Household disposable income rises by 8 per cent
Improvement is being driven by an increase in earnings and lower taxes
The disposable income of Irish households recorded an 8 per cent annual increase in the third quarter of last year. Photo: Bloomberg
The disposable income of Irish households recorded an 8 per cent annual increase in the third quarter of last year, according to the latest figures from the CSO. This is an increase from the 5.5 per cent annual rate recorded in the second quarter.
“ The improvement is mainly being driven by a 3.8 per cent annual increase in compensation although lower taxes are also helping, “according to a commentary on the figures from Goodbody stockbrokers.

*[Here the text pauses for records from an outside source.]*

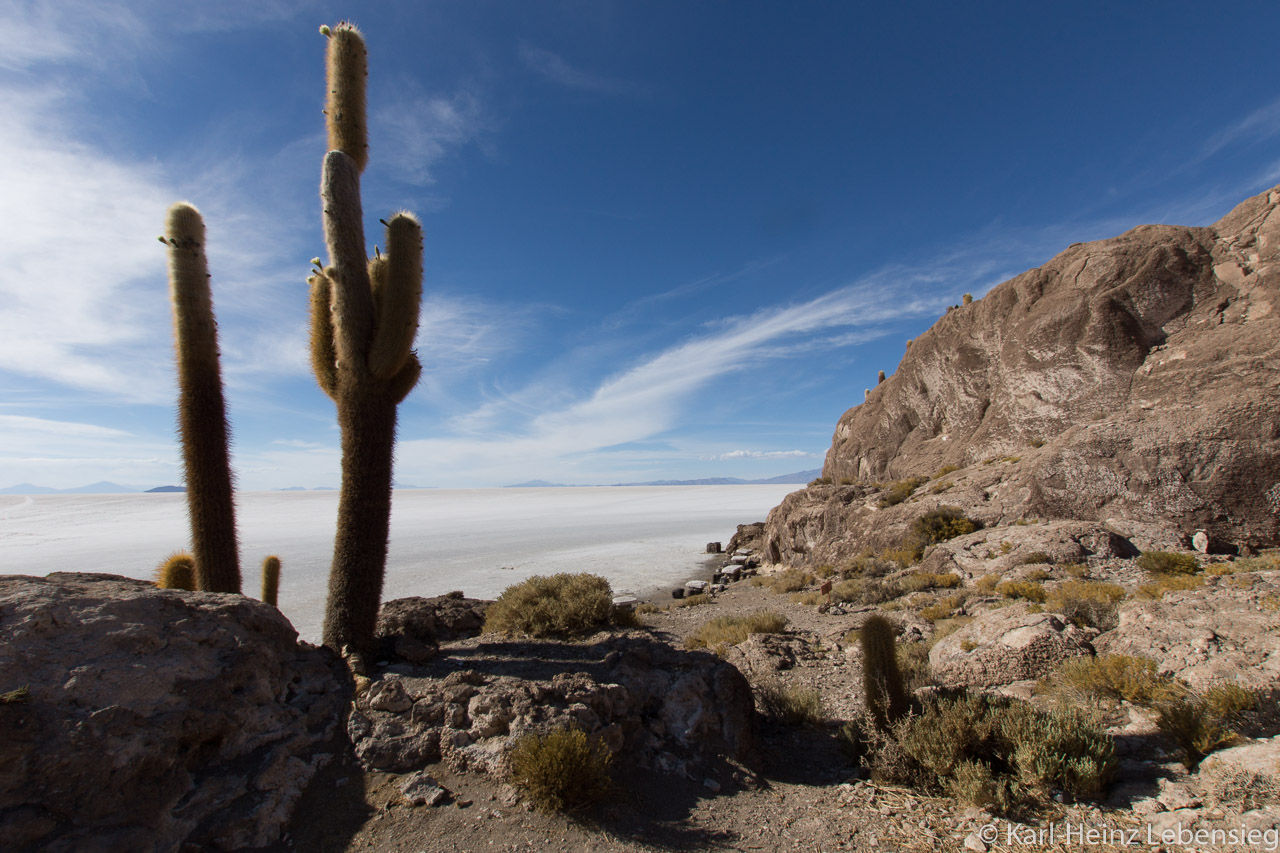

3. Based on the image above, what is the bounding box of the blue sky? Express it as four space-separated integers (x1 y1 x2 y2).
0 0 1280 489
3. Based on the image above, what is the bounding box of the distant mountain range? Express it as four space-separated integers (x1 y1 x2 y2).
503 467 822 489
0 480 187 494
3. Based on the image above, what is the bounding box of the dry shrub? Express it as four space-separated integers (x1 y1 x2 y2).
1044 580 1124 631
484 573 613 638
996 580 1048 603
1134 575 1204 601
685 610 787 654
511 727 613 812
879 476 929 510
755 681 827 726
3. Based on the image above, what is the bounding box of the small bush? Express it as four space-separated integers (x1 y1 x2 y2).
1156 697 1238 770
996 580 1048 603
755 681 827 726
1044 580 1124 631
511 729 613 812
1138 551 1201 575
878 476 929 510
484 573 613 638
1134 575 1204 601
1046 654 1185 706
685 610 787 654
911 506 982 549
764 569 813 593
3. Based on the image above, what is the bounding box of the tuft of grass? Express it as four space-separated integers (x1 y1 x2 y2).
484 573 613 638
1044 580 1124 631
511 727 613 812
877 476 929 510
1044 654 1187 707
1137 551 1201 576
996 580 1048 605
755 681 827 727
685 610 787 654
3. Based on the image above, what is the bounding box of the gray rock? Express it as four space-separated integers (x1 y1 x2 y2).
929 605 1093 688
0 573 351 850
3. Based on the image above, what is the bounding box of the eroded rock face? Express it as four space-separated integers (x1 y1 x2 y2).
348 637 756 780
929 605 1093 688
767 188 1280 562
0 573 351 852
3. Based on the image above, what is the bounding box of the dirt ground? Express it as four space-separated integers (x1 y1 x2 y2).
278 560 1177 853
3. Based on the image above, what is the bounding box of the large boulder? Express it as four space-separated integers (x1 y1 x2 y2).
929 605 1093 688
0 573 351 853
765 188 1280 562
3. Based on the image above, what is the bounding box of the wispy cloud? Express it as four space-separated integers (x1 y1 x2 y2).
520 44 644 95
712 451 817 461
372 88 492 187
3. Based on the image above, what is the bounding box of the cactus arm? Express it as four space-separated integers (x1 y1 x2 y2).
369 213 422 379
165 202 241 593
307 272 338 400
320 151 374 375
387 352 422 406
321 23 369 173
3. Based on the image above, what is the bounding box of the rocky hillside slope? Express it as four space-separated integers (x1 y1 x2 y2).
767 187 1280 562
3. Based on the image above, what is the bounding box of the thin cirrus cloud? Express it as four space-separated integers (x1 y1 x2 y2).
518 44 644 95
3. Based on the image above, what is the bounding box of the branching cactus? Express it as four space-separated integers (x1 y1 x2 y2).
308 24 422 665
160 202 241 593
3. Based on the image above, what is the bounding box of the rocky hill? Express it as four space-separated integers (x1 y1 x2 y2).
765 187 1280 562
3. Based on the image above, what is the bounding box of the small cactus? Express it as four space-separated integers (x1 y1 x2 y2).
156 551 196 592
262 553 280 608
859 616 910 731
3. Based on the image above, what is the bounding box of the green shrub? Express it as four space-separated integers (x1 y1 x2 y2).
911 506 982 549
879 476 929 510
1138 551 1201 575
1044 580 1124 631
484 573 613 638
685 610 787 654
755 681 827 726
996 580 1048 603
511 727 613 812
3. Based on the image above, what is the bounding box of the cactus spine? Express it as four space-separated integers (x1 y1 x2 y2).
262 555 280 607
161 202 241 593
308 24 422 667
156 551 196 592
858 616 910 731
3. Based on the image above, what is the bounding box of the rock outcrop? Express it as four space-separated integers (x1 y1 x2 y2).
0 573 351 852
765 187 1280 562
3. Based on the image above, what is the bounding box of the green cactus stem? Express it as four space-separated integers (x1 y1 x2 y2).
262 555 280 607
156 551 196 592
165 202 241 593
859 616 910 731
308 24 422 655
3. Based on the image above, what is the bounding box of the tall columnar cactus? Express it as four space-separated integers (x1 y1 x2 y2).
160 202 241 593
859 616 910 731
308 24 422 660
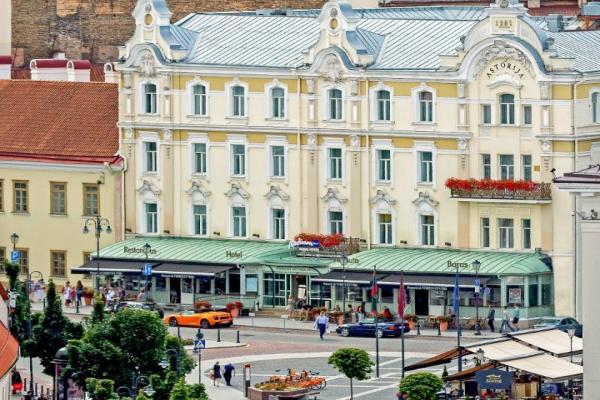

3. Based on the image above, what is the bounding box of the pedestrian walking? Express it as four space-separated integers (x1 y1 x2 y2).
487 304 496 332
223 363 235 386
212 361 221 387
500 306 514 333
315 311 329 340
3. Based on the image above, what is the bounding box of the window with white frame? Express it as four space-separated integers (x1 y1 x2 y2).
328 211 344 235
144 142 158 172
377 214 394 244
231 207 246 237
419 91 433 122
192 84 206 115
271 146 285 178
377 149 392 181
521 218 531 249
193 143 206 174
271 208 285 239
498 218 515 249
142 83 157 114
419 215 435 246
144 203 158 233
418 151 433 183
327 89 344 120
192 204 208 236
500 94 515 125
327 148 342 179
231 85 246 117
376 89 392 121
481 217 490 248
271 87 285 118
231 144 246 176
498 154 515 181
521 154 532 181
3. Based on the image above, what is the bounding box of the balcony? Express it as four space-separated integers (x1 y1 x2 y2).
446 178 552 203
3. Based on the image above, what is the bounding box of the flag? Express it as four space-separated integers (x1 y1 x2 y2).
398 273 406 320
453 274 460 315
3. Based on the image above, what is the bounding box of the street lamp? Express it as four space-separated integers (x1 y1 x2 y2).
83 215 112 291
473 260 481 336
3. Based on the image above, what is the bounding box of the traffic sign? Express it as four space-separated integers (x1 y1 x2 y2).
142 264 152 276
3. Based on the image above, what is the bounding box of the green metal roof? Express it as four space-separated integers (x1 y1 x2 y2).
331 247 552 275
93 236 290 264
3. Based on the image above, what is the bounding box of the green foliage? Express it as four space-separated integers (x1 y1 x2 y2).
400 372 444 400
85 378 117 400
327 348 373 399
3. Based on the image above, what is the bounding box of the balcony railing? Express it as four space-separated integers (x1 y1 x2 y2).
446 179 552 201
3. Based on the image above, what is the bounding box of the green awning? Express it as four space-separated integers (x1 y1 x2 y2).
331 247 552 275
92 236 290 264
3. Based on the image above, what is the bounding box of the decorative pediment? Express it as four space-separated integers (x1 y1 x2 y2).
225 182 250 200
321 187 348 203
265 185 290 201
369 189 396 206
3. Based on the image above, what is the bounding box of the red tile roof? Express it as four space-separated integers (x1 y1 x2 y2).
0 80 119 162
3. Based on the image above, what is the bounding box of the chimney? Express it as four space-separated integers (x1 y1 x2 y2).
0 56 12 79
67 60 92 82
104 63 119 83
29 58 67 81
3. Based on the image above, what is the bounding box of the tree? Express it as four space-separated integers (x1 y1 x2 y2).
400 372 444 400
327 348 373 399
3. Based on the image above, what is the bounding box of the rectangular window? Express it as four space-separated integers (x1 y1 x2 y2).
231 144 246 176
377 150 392 181
83 183 100 215
193 205 208 236
481 104 492 125
144 203 158 233
144 142 157 172
50 182 67 215
523 104 531 125
328 149 342 179
419 151 433 183
329 211 344 235
421 215 435 246
377 214 393 244
231 207 246 237
481 154 492 179
194 143 206 174
499 154 515 181
271 208 285 239
521 219 531 249
521 154 532 181
50 250 67 276
481 217 490 248
498 218 515 249
271 146 285 177
13 181 29 213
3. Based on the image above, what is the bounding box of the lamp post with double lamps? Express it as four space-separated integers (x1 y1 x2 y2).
83 215 112 291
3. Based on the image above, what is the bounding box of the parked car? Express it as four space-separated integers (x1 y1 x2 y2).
163 310 233 328
534 317 583 337
335 318 410 337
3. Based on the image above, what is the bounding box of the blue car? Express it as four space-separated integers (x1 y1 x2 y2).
335 318 410 338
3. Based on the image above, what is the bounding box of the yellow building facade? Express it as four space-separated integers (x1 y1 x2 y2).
116 0 600 314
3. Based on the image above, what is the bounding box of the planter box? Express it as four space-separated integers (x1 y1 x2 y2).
248 387 308 400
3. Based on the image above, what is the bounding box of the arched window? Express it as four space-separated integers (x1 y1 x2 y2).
192 85 206 115
231 86 246 117
271 87 285 118
419 91 433 122
377 90 392 121
329 89 343 120
500 94 515 125
142 83 156 114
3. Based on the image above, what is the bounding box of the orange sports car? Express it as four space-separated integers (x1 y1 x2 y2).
164 310 233 329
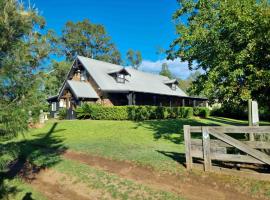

The figures show a 2.9 per cent rise in disposable income between the second and third quarters. A smaller 1.4 per cent quarterly rise in spending by households over the same period meant that the savings rate also rose, showing come continuing caution and a ongoing desire to pay down debt and repair household balance sheets.
” While disposable income has now been recovering since the second quarter of 2014, it remains around 7 per cent below its 2008 peak,”according to the Goodbody’s analysis.Its note said that the increase in disposable incomes and the paying down of debt had improved the ratio of household debt to disposable income,which has fallen to 167 per cent from a peak of 214 per cent in 2011.
Disposable income bottomed out in 2011/2012 under the burden of job losses and higher taxes but has recovered since mid 2014.
The CSO figures add to other recent data showing a rise in wages and a steady increase in consumer spending in recent months.Recent data from the KBC/ESRI index have also shown consumer confidence at a 10-year high.